Limitations and Discussion

These case studies are intended to illustrate what engagement with the spiritual domain might look like in five different clinical scenarios. These are composite cases formulated by chaplains, rather than clinical data gathered through patient consent or chart review. We do not purport to have proof of direct causal connection to any specific clinical outcomes, nor do we even suggest definitive models of how the spiritual domain is engaged. Moreover, given the ways that these case studies emerged from our particular clinical practices, the data presented here is not intended to represent definitive or complete examples of spiritual care. For example, we come primarily from Jewish and Christian faith traditions, and our perspectives are limited by this background. Our backgrounds and vocations also mean that we have a personal and professional stake in arguing for spirituality’s relevance.

Our work here clearly illustrates the need for continuing research related to spiritual interventions as well as feasibility and implementation studies related to models of providing such care. Undertaking such research is complex. Sulmasy, even as he introduces and argues for the importance of the inclusion of the spiritual domain, reminds us that: “one can only measure what can be measured” (2002, p. 27). Nieuwsma notes that there may be a range of outcomes beyond what are typically measured in healthcare, for example “whether a person is living a life in accordance with his or her values” (2016, p. 9).
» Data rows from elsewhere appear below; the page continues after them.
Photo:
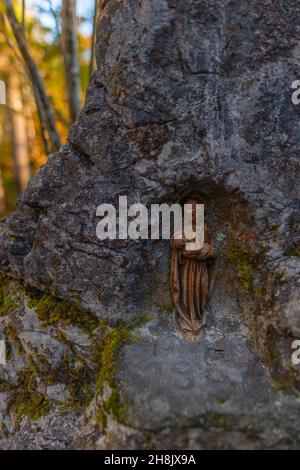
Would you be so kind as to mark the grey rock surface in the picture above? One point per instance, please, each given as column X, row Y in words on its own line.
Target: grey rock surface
column 188, row 96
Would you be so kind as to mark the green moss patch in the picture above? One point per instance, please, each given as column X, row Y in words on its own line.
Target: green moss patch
column 247, row 258
column 51, row 310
Given challenges around methodologies and concerns about fundamental incongruences of spiritual care as a scientific discipline, questions have been raised as to whether it is even possible to have an evidence-based modality of spiritual care (O’Connor, 2002; VandeCreek, 2003).

Nonetheless, practitioners of spiritual care and of mental health continue to see the value of collaborative and integrative work, and both fields increasingly understand the importance of being informed by evidence and scientific study. The clinical examples in this paper represent clinical practice with emerging yet incomplete evidence for the value of engaging the spiritual domain. In lieu of complete evidence, we argue that we should take our cues from what we know about the continuing pervasive presence of religion and spirituality over time and place, and from the ways in which they provide comfort and meaning especially in the midst of human suffering and challenges (Park et al., 2013).

Conclusion

Engel introduced the biopsychosocial model as a corrective to the biomedical approach, which can focus too exclusively on fixing or curing problematic symptoms rather than caring for a person’s whole health. Sulmasy enlarged that model, reminding us that the spiritual is an important dimension of understanding patients as whole persons. The continued development and integration of the spiritual domain into mental health can only enrich our understanding of human nature and add depth and sensitivity to our attempts to respond to human suffering.